Selon l’Agence France-Presse, les indépendantistes ont, à Nouméa, largement manifesté toute la journée leur enthousiasme pour cette élection par des concerts de klaxons et des défilés de drapeaux de la «Kanaky», déjà très visibles sur la côte est et dans le nord de l’île, contrôlé par la province Nord aux mains des indépendantistes. La consultation s’est déroulée sans mesures barrières ni masques: l’archipel est exempt de Covid-19 grâce à une réduction drastique des vols internationaux et une quarantaine obligatoire pour tout arrivant.

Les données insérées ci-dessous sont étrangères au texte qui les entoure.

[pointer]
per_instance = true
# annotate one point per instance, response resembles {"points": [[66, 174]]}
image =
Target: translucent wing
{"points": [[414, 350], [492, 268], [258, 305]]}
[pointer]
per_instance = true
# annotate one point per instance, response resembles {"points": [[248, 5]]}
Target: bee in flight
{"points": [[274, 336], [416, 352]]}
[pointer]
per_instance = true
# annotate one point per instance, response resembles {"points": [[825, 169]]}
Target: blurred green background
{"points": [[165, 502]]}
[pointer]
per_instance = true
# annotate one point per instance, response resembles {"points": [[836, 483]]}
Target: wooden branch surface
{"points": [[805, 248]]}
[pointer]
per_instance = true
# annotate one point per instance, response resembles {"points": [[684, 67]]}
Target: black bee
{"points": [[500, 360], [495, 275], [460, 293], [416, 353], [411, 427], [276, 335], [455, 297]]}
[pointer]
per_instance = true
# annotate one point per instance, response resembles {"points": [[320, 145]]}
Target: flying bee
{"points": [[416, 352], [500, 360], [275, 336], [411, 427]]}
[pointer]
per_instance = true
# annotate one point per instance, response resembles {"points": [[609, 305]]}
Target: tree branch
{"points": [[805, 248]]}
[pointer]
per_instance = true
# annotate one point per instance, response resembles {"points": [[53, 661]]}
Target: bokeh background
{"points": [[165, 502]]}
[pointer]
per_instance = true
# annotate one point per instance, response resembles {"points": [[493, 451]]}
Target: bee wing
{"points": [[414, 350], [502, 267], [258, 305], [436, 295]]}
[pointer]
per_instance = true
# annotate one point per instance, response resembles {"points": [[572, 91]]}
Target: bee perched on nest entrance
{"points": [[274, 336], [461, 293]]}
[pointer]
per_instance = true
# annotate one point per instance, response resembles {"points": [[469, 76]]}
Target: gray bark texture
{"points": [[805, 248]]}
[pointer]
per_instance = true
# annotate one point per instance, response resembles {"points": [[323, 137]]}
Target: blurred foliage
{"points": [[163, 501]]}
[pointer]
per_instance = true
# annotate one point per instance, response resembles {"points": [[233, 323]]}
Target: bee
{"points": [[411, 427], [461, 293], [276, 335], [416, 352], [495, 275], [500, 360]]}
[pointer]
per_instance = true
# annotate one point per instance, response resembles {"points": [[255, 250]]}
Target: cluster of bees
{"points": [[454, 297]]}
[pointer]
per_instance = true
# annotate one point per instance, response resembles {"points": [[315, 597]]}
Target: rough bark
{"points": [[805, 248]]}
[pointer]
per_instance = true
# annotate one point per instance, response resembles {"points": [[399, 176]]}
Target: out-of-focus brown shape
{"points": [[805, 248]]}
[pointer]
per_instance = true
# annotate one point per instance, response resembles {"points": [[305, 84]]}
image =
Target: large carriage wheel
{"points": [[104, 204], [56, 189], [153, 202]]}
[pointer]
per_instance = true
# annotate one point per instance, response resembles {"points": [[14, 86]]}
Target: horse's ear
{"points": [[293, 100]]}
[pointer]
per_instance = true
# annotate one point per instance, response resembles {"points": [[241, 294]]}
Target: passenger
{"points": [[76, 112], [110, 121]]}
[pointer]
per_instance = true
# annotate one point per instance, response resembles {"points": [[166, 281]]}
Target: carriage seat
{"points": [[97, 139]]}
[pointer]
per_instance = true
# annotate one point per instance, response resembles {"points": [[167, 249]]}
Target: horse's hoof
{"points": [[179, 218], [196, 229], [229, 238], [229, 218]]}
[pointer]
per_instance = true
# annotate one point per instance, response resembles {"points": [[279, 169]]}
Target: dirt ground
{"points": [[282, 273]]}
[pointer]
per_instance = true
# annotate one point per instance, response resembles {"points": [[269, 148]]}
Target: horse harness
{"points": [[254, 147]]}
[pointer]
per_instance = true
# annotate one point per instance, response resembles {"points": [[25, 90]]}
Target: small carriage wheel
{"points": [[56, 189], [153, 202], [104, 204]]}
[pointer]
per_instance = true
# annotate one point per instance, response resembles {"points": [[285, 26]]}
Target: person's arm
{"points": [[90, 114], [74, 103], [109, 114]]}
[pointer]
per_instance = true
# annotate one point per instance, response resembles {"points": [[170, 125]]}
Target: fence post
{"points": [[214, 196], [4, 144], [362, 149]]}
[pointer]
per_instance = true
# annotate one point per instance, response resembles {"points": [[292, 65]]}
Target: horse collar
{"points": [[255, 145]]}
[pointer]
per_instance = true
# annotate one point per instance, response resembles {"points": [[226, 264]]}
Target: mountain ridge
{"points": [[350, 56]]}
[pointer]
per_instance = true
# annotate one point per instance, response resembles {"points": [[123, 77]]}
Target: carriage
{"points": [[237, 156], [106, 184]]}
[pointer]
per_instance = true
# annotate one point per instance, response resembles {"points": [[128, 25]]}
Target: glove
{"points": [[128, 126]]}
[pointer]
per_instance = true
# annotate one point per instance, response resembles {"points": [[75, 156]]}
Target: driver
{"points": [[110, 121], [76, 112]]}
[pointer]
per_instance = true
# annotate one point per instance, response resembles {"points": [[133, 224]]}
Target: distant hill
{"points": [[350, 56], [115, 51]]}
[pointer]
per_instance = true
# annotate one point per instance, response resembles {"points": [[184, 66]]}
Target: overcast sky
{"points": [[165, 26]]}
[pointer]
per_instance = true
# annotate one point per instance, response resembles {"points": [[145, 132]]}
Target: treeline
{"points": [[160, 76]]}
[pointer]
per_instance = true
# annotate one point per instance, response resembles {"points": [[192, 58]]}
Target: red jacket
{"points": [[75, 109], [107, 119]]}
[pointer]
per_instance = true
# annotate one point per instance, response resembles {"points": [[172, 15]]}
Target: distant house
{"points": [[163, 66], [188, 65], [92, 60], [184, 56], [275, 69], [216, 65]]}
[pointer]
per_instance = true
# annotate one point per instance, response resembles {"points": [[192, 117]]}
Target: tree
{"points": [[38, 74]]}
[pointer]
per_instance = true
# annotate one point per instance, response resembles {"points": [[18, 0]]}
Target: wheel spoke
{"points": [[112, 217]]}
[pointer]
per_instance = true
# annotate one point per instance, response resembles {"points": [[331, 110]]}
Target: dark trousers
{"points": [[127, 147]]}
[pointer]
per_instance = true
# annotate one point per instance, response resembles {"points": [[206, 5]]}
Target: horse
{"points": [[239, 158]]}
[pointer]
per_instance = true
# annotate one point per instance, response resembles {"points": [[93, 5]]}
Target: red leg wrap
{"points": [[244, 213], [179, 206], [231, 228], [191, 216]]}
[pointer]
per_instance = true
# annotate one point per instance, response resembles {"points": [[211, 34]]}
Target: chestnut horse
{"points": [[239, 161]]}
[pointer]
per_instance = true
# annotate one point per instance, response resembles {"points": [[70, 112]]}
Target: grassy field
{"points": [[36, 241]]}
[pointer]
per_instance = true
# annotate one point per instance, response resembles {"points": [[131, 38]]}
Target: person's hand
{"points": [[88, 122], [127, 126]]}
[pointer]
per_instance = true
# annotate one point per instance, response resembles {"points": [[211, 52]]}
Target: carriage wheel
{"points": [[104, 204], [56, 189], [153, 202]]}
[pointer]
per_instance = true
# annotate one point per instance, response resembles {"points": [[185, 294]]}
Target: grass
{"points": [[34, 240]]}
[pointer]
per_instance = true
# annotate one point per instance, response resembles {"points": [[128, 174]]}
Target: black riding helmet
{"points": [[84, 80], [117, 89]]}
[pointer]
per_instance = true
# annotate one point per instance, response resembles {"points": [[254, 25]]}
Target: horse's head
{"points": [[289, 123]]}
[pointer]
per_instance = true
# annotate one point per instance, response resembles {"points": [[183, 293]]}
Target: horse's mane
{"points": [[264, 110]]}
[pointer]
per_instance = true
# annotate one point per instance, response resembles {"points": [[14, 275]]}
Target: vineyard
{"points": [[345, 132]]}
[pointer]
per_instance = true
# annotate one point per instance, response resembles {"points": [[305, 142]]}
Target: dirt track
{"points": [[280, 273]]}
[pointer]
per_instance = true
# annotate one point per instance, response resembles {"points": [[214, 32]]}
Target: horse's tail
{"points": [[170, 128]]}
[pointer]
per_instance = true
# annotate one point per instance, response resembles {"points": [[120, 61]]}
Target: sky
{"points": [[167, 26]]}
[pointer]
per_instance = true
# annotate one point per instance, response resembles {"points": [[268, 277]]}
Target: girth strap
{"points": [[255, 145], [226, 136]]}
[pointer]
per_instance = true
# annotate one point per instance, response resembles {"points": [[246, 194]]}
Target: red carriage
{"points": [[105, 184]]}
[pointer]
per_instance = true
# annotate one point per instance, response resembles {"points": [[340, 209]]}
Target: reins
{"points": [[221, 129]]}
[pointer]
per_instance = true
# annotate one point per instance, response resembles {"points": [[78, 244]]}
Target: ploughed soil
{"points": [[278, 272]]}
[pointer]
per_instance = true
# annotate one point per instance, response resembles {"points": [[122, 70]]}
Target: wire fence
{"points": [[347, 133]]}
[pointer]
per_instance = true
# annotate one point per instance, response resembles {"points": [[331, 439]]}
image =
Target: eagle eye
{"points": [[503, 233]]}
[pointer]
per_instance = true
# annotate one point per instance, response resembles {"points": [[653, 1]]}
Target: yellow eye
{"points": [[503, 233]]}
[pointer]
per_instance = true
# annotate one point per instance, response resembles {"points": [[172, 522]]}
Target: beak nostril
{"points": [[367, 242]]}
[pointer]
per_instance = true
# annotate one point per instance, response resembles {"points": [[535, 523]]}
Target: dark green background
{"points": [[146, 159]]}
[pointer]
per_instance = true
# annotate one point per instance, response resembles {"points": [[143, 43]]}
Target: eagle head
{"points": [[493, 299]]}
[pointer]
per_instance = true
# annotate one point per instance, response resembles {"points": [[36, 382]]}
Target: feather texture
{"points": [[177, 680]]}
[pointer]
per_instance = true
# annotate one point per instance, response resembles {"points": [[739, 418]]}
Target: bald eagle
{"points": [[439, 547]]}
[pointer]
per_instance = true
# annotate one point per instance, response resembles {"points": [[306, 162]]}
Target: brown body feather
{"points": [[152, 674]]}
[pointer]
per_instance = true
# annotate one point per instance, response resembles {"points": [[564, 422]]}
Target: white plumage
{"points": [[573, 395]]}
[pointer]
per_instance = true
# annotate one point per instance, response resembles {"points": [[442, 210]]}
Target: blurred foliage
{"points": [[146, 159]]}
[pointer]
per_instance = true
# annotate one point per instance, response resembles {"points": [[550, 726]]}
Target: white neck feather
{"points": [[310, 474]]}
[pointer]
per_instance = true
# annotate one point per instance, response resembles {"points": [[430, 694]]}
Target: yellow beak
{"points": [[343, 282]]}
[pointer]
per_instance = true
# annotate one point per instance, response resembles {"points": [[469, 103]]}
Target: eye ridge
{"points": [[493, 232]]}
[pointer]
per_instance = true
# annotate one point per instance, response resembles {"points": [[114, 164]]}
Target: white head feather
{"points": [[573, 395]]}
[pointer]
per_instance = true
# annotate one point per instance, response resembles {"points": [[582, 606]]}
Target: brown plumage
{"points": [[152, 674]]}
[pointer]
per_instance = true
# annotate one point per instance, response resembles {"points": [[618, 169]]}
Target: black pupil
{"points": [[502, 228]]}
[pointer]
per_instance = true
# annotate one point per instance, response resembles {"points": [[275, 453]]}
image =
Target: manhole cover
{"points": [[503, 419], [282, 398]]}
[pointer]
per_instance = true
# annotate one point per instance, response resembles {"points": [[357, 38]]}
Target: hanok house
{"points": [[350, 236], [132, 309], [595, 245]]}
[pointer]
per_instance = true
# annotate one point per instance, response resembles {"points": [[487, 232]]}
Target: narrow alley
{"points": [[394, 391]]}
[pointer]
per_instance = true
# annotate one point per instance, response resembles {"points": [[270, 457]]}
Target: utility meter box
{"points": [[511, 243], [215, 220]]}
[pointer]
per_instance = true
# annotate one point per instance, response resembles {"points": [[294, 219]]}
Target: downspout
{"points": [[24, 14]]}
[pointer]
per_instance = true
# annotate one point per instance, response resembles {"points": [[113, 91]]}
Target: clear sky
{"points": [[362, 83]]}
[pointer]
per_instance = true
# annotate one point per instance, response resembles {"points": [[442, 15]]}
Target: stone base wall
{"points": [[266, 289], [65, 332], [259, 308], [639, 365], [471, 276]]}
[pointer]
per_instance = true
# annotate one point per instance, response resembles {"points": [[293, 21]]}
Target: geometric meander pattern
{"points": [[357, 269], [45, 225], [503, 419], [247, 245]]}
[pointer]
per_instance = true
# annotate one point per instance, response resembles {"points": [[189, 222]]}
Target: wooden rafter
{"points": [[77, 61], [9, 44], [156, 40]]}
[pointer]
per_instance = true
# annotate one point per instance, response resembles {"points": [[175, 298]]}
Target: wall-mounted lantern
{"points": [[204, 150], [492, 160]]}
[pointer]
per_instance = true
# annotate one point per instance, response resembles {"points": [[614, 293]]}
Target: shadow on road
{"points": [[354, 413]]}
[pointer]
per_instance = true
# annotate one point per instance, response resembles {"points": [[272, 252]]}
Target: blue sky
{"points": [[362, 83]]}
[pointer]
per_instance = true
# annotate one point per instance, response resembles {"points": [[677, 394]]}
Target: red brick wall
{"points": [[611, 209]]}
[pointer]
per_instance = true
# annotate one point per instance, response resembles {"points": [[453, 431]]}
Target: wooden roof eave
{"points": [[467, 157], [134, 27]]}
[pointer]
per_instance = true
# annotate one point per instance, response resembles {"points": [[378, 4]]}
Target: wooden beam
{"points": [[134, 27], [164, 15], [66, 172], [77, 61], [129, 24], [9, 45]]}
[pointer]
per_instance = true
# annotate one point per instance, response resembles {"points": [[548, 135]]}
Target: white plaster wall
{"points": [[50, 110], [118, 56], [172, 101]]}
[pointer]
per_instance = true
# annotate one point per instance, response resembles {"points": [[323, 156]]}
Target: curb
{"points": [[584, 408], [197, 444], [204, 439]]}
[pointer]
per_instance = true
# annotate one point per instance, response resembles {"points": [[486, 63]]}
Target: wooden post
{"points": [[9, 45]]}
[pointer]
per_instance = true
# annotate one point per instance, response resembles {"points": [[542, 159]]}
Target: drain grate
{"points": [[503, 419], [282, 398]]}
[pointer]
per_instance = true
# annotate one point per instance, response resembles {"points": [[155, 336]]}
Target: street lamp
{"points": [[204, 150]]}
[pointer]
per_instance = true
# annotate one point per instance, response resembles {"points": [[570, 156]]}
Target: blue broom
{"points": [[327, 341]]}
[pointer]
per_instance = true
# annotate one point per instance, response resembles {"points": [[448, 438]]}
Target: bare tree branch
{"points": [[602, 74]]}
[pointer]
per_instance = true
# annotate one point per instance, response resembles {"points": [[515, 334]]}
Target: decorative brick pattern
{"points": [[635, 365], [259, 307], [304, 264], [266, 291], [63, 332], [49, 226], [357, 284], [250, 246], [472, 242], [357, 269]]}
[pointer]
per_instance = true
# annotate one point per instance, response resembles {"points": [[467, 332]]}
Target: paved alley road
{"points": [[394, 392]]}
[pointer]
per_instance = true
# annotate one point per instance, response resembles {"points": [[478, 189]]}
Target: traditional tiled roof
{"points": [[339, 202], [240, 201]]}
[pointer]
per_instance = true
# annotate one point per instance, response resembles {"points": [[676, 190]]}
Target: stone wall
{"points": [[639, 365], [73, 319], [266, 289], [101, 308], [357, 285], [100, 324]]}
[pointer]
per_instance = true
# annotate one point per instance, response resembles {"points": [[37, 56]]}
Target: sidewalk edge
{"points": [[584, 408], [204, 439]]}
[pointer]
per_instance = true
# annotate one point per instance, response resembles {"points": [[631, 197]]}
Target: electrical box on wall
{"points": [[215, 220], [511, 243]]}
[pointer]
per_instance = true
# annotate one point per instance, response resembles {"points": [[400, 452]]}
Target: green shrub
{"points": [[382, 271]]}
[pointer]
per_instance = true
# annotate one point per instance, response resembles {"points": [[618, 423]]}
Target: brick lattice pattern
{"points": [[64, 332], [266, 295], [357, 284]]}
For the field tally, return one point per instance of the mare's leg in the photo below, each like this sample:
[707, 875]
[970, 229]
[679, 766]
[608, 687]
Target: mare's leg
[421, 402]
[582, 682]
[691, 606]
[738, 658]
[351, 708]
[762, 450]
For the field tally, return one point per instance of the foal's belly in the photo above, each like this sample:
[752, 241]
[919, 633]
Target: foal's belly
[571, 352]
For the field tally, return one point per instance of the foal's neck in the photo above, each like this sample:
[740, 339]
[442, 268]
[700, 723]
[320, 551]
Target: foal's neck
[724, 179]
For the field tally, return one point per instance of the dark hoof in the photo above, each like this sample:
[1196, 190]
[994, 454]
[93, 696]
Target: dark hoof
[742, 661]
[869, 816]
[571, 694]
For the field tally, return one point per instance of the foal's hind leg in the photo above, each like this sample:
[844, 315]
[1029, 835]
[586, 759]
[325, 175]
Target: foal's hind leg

La crainte de violences plus importantes à l’approche d’un troisième référendum est très répandue dans ce territoire, dont la principale ressource est le nickel, minerai dont le cours est particulièrement volatil et dépend des restrictions à l’exportation de l’Indonésie, son premier producteur mondial.

Lire aussi: En Nouvelle-Calédonie, la mémoire oubliée des bagnards suisses

Le partage de la richesse minière était au cœur des premiers accords de paix en 1988 entre Jean-Marie Tjibaou et l’homme fort de l’île, Jacques Lafleur (décédé en 2010). Ce dernier avait cédé à la région Nord sa société minière du sud-pacifique qui exploite toujours les gisements avec pour partenaire (49% des parts) le groupe Glencore, basé dans le canton de Zoug, en Suisse. L’Etat français alloue, sous différentes formes, environ 150 milliards de francs pacifiques (environ 1 350 000 000 de francs suisses) de subventions chaque année à la Nouvelle-Calédonie.